Please leave a comment if you make something based on this – I’d love to see what you do with it!

Enjoy! Rawwwrr!

farewell

October: A Sense of Self-Protection

I do not have a problem with alcohol.

"To our beloved King !!"

This became something of a problem itself when I did the Deadlies exercise in the Artist’s Way.  The idea is that you write the following on 7 slips of paper which you then draw from, at random, 7 times: alcohol, drugs, sex, work, money, food, family/friends.

You then list 5 ways in which the drawn word has had a negative effect on your life.  Each time the slip goes back, so it’s even chances for next time.  I drew money/money/alcohol/food/alcohol/food/alcohol.  Apparently if it seems inapplicable, that’s resistance.
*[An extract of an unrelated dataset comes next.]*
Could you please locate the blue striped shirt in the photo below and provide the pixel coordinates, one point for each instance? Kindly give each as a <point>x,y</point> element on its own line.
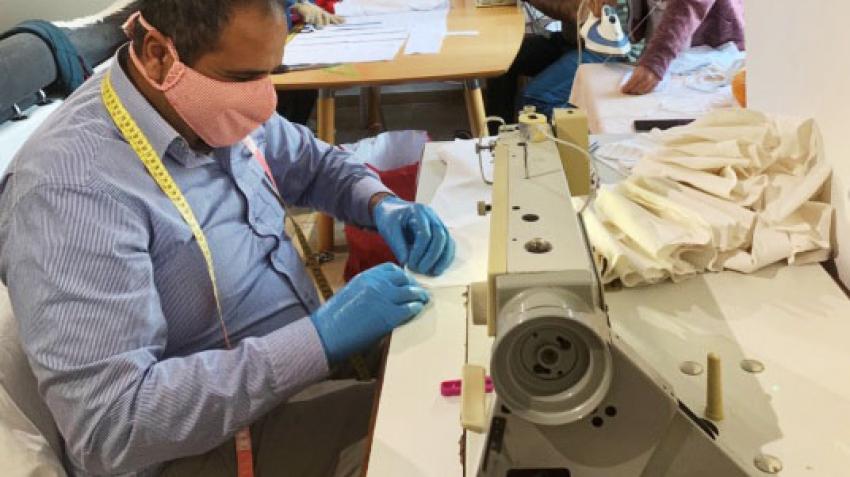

Right.

I was scraping the bottom of the barrel, particularly with food and alcohol.  The negative effects of food on my life have largely been limited to stomach upsets (I still can’t bear the smell of mango) and the annoyingly large amount of time it takes to ensure meals are regularly prepared and eaten.

rotten mango

Alcohol was even worse.  I might have a glass of wine on occasion – particularly special occasions – but that’s about it.  Fifteen ways alcohol has had a negative effect on my life?  You must be dreaming.  Still, at least I didn’t draw ‘drugs’.  Confessing to a youthful tea addiction wouldn’t take me very far.

What have I learned from this exercise?  Well, besides proving that meaning is not always to be found in randomness, I decided overall that I spend too much time daydreaming and worrying (for what is worry but a dark daydream?) and not enough just enjoying the life I have.

A large part of this chapter of the Artist’s Way looked at workaholism, which is another problem I am happy not to have.  Or do I?  While I certainly don’t have any problem shaking the dust of the DDJ off my feet at 5pm on the dot, I do tend to fill my life with a lot of other doing.

Oh the shame...

Housework, handwork – doesn’t really matter what as long as I can feel guilty for not doing it, or at least for not doing all of it.
I’d secretly like to be a workaholic, it turns out, but I can’t bring myself to actually do all that work.

Nonetheless, I have resolved to be a bit more focussed in what I choose to do in my non-work time.  As with my writing projects, I won’t start any more until I’ve finished at least some of those I have underway, and I’ll try to work steadily on one instead of floating from UFO to UFO.  And I won’t feel guilty for not being able to do everything, which should make what I am doing more enjoyable.

The problem is that I tend to be a bit ambitious in what I can achieve, so my projects often take a long time, even once you take the distraction and procrastination into account.  But not always!  Having decided a couple of weeks ago to make myself a more permanent eye-swathe, I got straight down to the job with a fat quarter (in black and gold) and my sewing machine (also in black and gold).

Singer sewing machine

I used it last Monday (the swathe, not the machine) and achieved about 2,400 words (estimating 200 words on each of 12 pages and not wishing to count them all by hand).  More to come tomorrow, when trouble catches up with our heroine, an unexpected enchantment intervenes, and she uses up her last lifeline.

It’s a public holiday here in New Zealand tomorrow: Labour Day.  Which I shall celebrate by labouring at my chosen profession, instead of the one that feeds me.  It always struck me as strange that we celebrated Labour Day by not labouring.  Very illogical.  As usual, I’ll let you know how I go.

In other news, Tim Makarios of Ideophilus is seeking pledges to fund a Creative Commons audiobook of G.K. Chesterton’s The Everlasting Man.  Details here, including where you can find a sample of his reading voice – very easy on the ear!  Stop by if you’re a fan of G.K. Chesterton, C.S. Lewis (who recommended the book) or Creative Commons works generally.